How do I auto-center and fit-to-page once I have loaded my image?

Select the magnification tool and double right-click.

How many channels, or images, can ImaGene process each time?

ImaGene has been designed from the beginning for muti-channel analysis. In fact, the number of images that can be processed is limited mainly by  the amount of memory present within the computer.

How many levels of undo/redo does ImaGene support?

There is no fixed limit. You should have at least a 10 levels on a system that meets our minimum requirements, but the actual amount will vary depending on the RAM of your system.

I am quantifying multiple images in ImaGene, but only ending up with one data file when I am finished. What am I doing wrong?

Each  input file must have a separate name, otherwise the output file will be written twice (the 2nd image data overwriting the first). For example, C:\Test1\MyData.tif and C:\Test2\MyData.tif would result in  only a single “MyData.txt” file (with only the C:\Test2\MyData.tif  results).

I have moved my .sst file or images, and now I cannot open the .sst file. What is wrong?

The  .sst file contains links to the images that generated it. These links are the absolute paths to the images. By default, ImaGene will attempt  to load the images from the location specified within the sst file.  However, if the images have been moved and ImaGene is not able to load them, ImaGene will prompt the user to browse to and select the appropriate images.
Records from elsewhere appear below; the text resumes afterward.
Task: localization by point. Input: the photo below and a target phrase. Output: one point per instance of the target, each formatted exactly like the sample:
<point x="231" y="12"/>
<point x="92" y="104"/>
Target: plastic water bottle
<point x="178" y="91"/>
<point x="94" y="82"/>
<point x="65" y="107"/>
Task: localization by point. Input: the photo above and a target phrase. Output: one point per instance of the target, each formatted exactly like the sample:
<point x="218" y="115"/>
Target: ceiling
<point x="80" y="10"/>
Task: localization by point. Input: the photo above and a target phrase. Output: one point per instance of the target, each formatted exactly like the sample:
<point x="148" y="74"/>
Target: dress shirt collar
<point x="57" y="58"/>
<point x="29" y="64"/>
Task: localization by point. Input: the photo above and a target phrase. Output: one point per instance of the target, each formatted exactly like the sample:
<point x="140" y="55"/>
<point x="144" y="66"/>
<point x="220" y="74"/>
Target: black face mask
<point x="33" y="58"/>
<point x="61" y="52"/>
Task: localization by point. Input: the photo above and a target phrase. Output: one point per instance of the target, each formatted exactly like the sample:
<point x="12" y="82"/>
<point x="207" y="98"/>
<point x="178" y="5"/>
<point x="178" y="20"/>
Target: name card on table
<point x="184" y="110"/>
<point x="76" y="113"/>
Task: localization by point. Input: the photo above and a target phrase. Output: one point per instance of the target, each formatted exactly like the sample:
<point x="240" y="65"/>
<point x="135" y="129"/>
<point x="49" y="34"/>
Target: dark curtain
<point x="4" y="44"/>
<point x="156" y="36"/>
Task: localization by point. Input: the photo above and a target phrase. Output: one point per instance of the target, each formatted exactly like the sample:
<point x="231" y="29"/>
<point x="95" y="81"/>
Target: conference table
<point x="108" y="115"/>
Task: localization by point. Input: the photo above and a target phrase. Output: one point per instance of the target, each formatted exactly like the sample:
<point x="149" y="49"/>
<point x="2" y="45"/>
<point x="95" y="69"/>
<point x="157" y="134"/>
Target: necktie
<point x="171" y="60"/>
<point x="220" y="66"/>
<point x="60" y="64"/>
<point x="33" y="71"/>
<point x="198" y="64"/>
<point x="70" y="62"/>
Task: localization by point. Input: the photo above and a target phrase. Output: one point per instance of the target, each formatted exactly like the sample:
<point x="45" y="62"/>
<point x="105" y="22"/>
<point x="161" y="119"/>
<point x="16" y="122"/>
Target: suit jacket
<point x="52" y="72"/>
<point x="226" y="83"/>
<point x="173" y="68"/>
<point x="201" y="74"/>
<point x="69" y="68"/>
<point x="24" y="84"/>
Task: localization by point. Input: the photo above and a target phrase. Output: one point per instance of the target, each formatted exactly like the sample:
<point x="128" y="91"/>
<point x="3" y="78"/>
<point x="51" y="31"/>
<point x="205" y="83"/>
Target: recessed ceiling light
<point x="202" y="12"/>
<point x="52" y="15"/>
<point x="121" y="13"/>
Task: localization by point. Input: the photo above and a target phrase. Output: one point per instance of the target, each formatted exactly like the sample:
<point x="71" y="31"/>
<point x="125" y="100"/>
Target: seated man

Image Processing Procedure

Image processing in ImaGene is very straightforward and normally only takes a  few steps. If the images are in good quality, the steps are: Loading  images, Creating and placing grid, loading Gene ID file, Clicking the  Automatically place grid button, Clicking the Auto Adjust Spots button,  Quantification, Saving results.  Of course, user has to spend some time to set the right configuration  parameters in ImaGene Settings before doing image processing. Sometimes  when the images are not of good quality, the user also has to manually  adjust the grids or spots for portions of the images.